La pregunta que le plantean a
Jesús sus interlocutores es capciosa por donde se la vea: si responde que sí es
lícito pagar el impuesto, se pondría de parte del opresor, justificando la
opresión que sufre el pueblo. Al mismo tiempo negaría validez al anhelo nacional
de un mesías libertador, echaría por tierra su propia pretensión de ser el
enviado de Dios para liberar y frustraría las expectativas que tantos han
puesto en él. Si, por el contrario, responde que no se debe pagar el impuesto,
se pondría en contra de los romanos y sus enemigos tendrían un motivo para
denunciarlo, cosa que finalmente harán.
Jesús pide
que le muestren la moneda y con este solo gesto anuncia ya su respuesta. Los
fariseos y herodianos no tardan en alcanzarle el denario, que suelen usar,
poniendo así al descubierto su hipocresía. La frase de Jesús, además, los mete
en aprietos pues les cuestiona la concepción que tienen del “divino” César,
cuya imagen y moneda llevan consigo, y la concepción que tienen de Dios.
La respuesta
de Jesús no es evasiva, lo que hace es poner la cuestión en un plano superior
de pensamiento en el que se puede entender qué es de Dios, qué le pertenece, y
qué pertenece al César. Los interlocutores de Jesús tienen que saber que la
soberanía absoluta de Dios está sobre todo lo creado, incluidos los poderes de
este mundo, que deben orientarse a Él, pues de lo contrario pierden
legitimidad, Dios los derriba (cf. Lc
1,52).
No obstante,
y sobre esta base de la soberanía absoluta de Dios, Jesús reconoce la autoridad
romana conforme a la mentalidad del judaísmo de la época (cf, 1 Pe 13, 1-7), para darle lo que le
pertenece ¡pero no más! El ser humano, que es imagen de Dios, pertenece a Dios;
el dinero, que lleva la imagen del César, pertenece al César. La persona humana
depende de Dios de manera incomparablemente más plena y más profunda que lo que
puede depender de un gobernante, cualquiera que sea.
Y en esa
dependencia absoluta de Dios, su Creador y Padre, encuentra la persona la
libertad con que debe vivir en cualquier sistema político, mostrándose crítica
frente a él para que no pretenda absolutizarse ni ejerza el poder contra las
personas.

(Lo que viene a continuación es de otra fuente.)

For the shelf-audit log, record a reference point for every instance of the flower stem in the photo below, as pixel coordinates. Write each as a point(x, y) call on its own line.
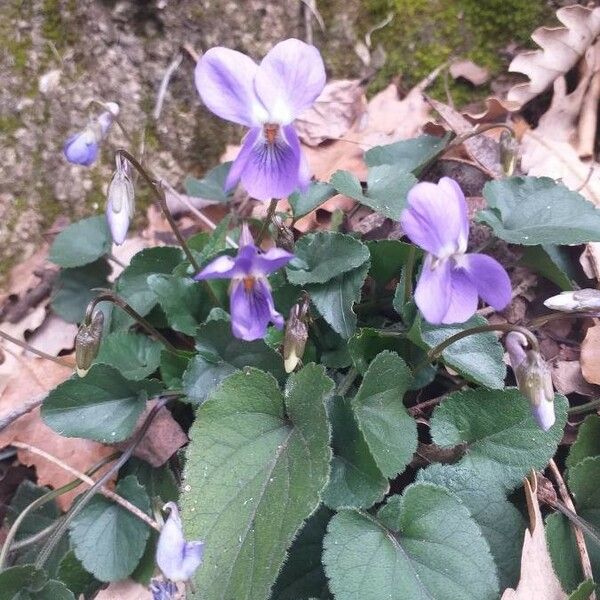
point(26, 346)
point(162, 201)
point(109, 296)
point(267, 221)
point(86, 497)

Ningún César o gobernante o partido puede ocupar el puesto de Dios.
La historia está llena de las tragedias a las que condujeron los “césares” que
lo pretendieron.
Esto supuesto, no se puede reducir
la respuesta de Jesús a la simple separación entre lo político y lo religioso,
lo material y lo espiritual, el Estado y la Iglesia. Quedarse sólo en esto
lleva muchas veces a la privatización de lo religioso, relegado a la
interioridad de las personas, a la religión enmudecida, a la conciencia
burguesa que deja de anunciar y exigir el respeto a los valores éticos y
morales, a la libertad y a los derechos de las personas en el ordenamiento
social.
Como si Dios pudiese dejar de
iluminar las mentes para el recto manejo de lo profano. Sólo si se respetan los
valores morales, de los que da cuenta exacta el evangelio de Jesucristo, tiene
garantía incuestionable la autonomía (y laicidad) de lo político.